John Kennedy’s vision of going to the moon and beyond not because it was easy but because it was hard, and because that goal would “serve to organize and measure the best of our energies and skills,” was replaced with an America’s-best-days-are-behind-it philosophy of “no more flagship missions.”

But two weeks ago, in the Commerce, Justice and Science Appropriations Subcommittee on which I serve, we passed an annual funding bill that represents a giant leap forward for planetary science. The bill provides a hundred million dollars for a Mars 2020 mission that will pave the way for a sample return. It also invests a like amount in an exciting new mission to one of Jupiter’s moons, Europa. And importantly, it instructs NASA to abandon the self-defeating principle of “no new flagship missions” which would constrain us to a future defined more by its limits than its limitless potential.

In our part of Los Angeles, no one needs to be told of the wonders of space science and exploration. Home of the Jet Propulsion Laboratory (JPL) in La Cañada Flintridge and the many thousands of its brilliant scientists and engineers, we bask in the glow of Cassini’s new discoveries, Hubble’s amazing images and the improbable (impossible really) success of Curiuosity’s sky crane. We marvel at fascinating new evidence of an underground sea on Europa, maybe even an ocean, with all the potential of life that comes with such a large body of water.

We also recognize that without these new missions our ability to attract another generation of American students to choose scientific and technical careers will be seriously undermined. Profoundly important research and development and all the economic benefits it brings will be lost. And America would step back from its place of pre-eminence in planetary science, with Russia, China and Europe leading the new voyage of discovery into space.
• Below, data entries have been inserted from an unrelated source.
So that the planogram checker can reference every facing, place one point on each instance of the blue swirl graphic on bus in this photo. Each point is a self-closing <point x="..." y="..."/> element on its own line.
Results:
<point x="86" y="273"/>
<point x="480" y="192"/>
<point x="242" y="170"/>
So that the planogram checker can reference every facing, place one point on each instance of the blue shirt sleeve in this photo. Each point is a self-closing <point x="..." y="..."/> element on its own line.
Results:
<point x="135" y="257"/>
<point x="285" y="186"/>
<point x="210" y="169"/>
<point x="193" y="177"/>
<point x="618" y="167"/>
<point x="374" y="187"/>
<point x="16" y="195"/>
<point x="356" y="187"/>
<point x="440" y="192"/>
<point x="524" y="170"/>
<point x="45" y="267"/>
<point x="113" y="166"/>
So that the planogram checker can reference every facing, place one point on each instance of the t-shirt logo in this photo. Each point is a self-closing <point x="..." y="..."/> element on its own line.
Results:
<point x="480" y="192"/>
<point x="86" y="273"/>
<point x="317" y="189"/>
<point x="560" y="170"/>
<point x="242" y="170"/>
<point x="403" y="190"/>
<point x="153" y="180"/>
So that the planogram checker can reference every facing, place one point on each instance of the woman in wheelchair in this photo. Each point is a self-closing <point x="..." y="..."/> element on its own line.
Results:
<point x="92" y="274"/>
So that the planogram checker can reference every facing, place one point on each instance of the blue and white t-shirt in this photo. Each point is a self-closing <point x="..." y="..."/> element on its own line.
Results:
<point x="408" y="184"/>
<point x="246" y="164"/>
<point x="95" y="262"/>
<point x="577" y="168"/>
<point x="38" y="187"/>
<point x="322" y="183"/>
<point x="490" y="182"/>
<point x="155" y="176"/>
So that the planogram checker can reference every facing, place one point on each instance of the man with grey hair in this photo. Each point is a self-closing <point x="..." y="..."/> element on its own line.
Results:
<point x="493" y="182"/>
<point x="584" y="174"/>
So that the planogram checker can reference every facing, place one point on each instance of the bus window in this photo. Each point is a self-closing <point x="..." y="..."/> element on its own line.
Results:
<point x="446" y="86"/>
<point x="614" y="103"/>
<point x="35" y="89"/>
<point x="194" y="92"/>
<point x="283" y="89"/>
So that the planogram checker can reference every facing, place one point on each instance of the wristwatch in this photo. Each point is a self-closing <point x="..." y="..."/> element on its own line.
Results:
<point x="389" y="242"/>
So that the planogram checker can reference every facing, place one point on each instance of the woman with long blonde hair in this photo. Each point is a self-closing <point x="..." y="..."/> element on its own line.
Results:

President Kennedy gazed upward and spoke of America’s passion for the unknown, the unfinished and the unanswered. The exploration of space, he said, was “one of the great adventures of all time.” How fortunate we are that so many of the nation’s leaders in this great adventure are our friends and neighbors, and that America is once again setting its sights on the heavens.

Congressman Adam Schiff (D-Burbank) represents the 28th Congressional District, including the communities of Glendale, La Cañada Flintridge, La Crescenta, Los Feliz, Montrose, Shadow Hills, Sunland and Tujunga.